Arlene puffed up her chest. “Wanna see how good I am?”

“Uh…”

She stuffed a data pebble under my nose. “NYPD Case File 03-1756. Robbery-slash-double homicide.” I bolted up and grabbed at it. Arlene snatched it back, spun triumphantly on her heels and marched back into the main room. I followed.

“It’s encrypted. It’ll take a day to turn it to English.”

“Sure you want to get any deeper into this?” I asked.

“We came this far, didn’t we?”

“Arlene, I don’t know how to thank you.”

She slid in close and gave my thigh a squeeze. “Listen, hero. My place is right around the corner.”

“Tempting. But I’m a little old for you, sweetie.”

She gave me a toothy smile and snapped a fresh piece of gum. “Old? Honey, I’m a hundred and three.”

***

I trudged up the steps of my building, my mind racing.

Why had there been no leads? The DA never rested in cop murders. It wasn’t a matter of vengeance—it was self-defense. The world had to know that if you killed a cop, you went down. Period. Otherwise, it’d be open season.
 

So what had happened? Where had my boys been? Bart? The Lieutenant? The case had closed way too fast.

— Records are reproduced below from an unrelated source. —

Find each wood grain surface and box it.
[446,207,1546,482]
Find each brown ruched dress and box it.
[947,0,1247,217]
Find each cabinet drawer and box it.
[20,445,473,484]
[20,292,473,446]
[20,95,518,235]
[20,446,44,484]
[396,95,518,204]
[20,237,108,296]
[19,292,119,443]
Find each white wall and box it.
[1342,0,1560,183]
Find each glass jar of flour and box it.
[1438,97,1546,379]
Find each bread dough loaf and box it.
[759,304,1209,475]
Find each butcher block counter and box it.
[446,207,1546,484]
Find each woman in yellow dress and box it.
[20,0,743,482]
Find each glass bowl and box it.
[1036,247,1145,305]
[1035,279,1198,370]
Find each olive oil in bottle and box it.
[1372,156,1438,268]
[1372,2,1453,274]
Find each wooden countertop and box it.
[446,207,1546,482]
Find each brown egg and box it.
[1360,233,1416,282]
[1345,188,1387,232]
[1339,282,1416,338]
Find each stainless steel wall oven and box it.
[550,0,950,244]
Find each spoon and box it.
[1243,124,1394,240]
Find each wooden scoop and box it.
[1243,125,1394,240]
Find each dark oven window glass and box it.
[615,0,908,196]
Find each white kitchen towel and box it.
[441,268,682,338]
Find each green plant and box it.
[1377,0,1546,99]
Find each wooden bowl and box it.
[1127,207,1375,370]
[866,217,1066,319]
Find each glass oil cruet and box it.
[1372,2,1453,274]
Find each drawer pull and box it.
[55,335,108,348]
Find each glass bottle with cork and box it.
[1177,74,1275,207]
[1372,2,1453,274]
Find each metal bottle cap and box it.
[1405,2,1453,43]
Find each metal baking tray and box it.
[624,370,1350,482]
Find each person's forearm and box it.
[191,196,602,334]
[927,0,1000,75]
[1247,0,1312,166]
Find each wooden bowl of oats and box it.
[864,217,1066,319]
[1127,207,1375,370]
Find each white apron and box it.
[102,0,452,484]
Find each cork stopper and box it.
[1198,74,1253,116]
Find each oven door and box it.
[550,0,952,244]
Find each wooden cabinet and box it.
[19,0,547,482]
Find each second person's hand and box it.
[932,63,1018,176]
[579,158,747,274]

Shot to death in a Korean grocery.
 

I saw it in my mind. Preceding Elise into the bodega, taking in the place in a quick sweep—the too-narrow aisles, the shrink-wrapped boxes of stock behind the counter, the coolers in the rear.
 

Anything suspicious and my radar would’ve gone off. So instead of stumbling in on a robbery in progress like the article said, it was more likely that our killer had come in after we were already inside.